I wanna ask you another important question:
Is the big data/spark extension also compatible with cloudera CDH 5.14 (which is the latest version)? Cause in the list of compatible version is only present till the 5.13 version.
And another question is about the default spark version included in CDH that is the 1.6. Why they don’t provide the last version of Spark by default? It’s already available the 2.x version. In this circumstance is it fine if I manually install the Spark 2.x version after CDH installation? Will it work or not because there is the default Spark 1.6 version?
Then, I have another question about the step of the pdf installation guidelines called “HOW TO INSTALL ON A KERBEROS-SECURED CLUSTER”. Can some one clarify me how to proceed step-by-step? Are they mandatory for let work the spark knime extension or we can skip these steps? Cause actually my Ubuntu Machine configured with CDH 5.13 has no kadmin command. So I assume that I would need to type:
apt-get install krb5-user
or should I activate Kerberos from cloudera manager panel first? Cause actually is disable by default
Why I ask if these steps are mandatory?
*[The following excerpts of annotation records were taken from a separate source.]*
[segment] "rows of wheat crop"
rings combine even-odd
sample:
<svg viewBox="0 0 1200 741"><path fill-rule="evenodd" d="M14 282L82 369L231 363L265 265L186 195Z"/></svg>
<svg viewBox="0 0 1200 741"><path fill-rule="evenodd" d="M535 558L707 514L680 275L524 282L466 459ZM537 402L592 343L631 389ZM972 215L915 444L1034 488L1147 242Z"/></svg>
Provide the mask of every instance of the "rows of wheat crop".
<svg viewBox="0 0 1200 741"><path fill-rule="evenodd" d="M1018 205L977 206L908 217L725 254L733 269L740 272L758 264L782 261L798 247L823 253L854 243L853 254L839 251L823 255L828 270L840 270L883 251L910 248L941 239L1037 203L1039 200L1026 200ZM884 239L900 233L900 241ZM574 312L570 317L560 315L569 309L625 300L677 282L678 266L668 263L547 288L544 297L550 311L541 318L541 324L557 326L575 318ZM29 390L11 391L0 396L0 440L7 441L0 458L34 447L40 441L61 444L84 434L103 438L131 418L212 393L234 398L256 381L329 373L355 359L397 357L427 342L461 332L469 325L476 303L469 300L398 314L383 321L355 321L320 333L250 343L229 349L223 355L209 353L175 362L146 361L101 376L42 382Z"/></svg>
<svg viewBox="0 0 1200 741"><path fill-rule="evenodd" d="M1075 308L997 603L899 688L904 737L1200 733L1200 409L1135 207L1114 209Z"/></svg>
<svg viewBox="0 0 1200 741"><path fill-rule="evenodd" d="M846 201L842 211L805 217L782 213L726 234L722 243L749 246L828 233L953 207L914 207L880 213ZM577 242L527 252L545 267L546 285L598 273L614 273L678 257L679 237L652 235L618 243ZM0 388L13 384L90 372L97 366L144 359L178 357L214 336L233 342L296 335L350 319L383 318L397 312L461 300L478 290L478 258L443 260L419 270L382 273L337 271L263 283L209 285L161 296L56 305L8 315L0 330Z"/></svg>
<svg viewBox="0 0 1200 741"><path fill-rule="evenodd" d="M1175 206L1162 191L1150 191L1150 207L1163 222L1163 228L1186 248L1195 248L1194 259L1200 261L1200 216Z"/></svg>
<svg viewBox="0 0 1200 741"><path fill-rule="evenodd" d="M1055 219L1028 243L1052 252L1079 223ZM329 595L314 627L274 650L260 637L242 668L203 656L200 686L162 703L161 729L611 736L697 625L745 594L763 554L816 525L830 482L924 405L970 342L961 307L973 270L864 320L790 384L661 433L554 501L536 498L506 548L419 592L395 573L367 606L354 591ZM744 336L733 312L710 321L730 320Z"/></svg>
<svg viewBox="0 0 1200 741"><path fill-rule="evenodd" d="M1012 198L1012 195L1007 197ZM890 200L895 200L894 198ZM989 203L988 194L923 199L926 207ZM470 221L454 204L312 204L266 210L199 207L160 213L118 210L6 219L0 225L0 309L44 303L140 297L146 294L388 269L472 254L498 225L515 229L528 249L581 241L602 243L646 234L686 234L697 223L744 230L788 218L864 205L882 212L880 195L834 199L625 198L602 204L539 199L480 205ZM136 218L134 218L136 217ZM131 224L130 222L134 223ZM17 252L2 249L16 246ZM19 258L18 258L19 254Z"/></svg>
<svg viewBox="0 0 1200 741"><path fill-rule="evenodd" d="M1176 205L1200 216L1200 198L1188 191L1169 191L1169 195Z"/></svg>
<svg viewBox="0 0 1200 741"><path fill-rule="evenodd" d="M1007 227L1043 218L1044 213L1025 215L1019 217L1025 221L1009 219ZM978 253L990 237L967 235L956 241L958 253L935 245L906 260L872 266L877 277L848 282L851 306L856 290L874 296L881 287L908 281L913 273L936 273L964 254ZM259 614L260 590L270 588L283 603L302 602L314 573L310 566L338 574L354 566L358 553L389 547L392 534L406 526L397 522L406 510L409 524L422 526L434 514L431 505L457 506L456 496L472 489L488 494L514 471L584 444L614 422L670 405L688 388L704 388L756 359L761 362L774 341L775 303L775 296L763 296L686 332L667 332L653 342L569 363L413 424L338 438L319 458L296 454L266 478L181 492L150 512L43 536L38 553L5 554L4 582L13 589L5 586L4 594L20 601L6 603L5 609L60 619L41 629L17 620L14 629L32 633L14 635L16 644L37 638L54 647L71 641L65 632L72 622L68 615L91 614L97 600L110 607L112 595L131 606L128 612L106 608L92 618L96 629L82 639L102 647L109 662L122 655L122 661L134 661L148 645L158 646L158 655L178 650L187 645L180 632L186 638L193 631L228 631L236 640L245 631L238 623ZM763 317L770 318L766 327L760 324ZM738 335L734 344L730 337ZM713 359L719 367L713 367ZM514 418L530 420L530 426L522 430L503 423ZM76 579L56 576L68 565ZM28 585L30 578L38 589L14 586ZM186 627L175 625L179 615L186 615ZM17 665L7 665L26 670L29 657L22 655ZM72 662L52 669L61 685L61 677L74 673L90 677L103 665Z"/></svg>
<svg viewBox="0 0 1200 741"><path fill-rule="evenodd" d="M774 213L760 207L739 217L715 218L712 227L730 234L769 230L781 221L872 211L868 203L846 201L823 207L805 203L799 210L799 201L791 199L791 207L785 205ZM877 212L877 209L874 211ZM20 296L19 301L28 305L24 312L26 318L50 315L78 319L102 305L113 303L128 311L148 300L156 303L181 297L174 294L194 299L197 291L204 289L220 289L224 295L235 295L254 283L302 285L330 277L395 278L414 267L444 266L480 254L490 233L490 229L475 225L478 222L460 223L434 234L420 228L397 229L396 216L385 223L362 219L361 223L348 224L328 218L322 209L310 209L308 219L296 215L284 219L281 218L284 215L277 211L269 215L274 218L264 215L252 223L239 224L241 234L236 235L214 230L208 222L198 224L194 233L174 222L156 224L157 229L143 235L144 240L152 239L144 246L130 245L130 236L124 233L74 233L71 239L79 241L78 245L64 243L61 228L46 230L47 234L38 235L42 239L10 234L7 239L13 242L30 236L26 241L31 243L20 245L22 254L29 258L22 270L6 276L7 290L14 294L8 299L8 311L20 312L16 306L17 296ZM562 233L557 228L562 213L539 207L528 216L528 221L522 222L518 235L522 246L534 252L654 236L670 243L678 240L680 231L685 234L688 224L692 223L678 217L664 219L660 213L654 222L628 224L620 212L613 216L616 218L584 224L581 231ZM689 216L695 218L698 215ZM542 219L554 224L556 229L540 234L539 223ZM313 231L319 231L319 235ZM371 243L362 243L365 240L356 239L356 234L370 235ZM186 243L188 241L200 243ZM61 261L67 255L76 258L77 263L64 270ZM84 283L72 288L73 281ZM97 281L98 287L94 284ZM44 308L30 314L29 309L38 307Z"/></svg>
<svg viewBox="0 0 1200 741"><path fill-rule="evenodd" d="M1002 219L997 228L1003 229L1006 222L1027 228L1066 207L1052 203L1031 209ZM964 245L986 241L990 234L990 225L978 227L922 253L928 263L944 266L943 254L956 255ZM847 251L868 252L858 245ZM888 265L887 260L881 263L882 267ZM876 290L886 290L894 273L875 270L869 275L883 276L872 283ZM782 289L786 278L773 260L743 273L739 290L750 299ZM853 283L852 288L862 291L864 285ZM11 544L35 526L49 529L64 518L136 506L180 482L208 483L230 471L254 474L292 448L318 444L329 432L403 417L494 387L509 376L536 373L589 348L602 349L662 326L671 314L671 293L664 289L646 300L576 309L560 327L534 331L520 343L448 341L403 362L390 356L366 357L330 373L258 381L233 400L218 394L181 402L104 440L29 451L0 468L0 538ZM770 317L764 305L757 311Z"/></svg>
Because I have already configured the spark-job-server and when I open Knime platform and try to run again the ‘Create Spark Context’ node it still doesn’t work.
Is the big data/spark extension also compatible with cloudera CDH 5.14 (which is the latest version)? Cause in the list of compatible version is only present till the 5.13 version.
CDH 5.14 will be officially supported with the KNIME summer 2018 release. Until then it is not on the “officially” supported list, but it will work.
And another question is about the default spark version included in CDH that is the 1.6. Why they don’t provide the last version of Spark by default? It’s already available the 2.x version.
This is something you have to ask Cloudera. Probably because they have a lot of customers on 1.6 and migrating from 1.6 to 2.x is a big step. Cloudera provides additional parcels for Spark 2, so you can install Spark 1.x and 2.x in parallel on the same cluster. The documentation for that is on the Cloudera website: https://www.cloudera.com/documentation/spark2/latest/topics/spark2.html
In this circumstance is it fine if I manually install the Spark 2.x version after CDH installation? Will it work or not because there is the default Spark 1.6 version?
I would advise against a manual installation of spark 2.x on a Cloudera cluster. Use the Cloudera Spark 2 parcels and follow their documentation:
Then, I have another question about the step of the pdf installation guidelines called “HOW TO INSTALL ON A KERBEROS-SECURED CLUSTER”. Can some one clarify me how to proceed step-by-step? Are they mandatory for let work the spark knime extension or we can skip these steps?
The steps in this section are mandatory, if you already have a Kerberos-secured cluster. If you don’t, then you don’t have to do these steps. If you are unsure whether or not that is the case, then most probably your cluster is not Kerberos-secured.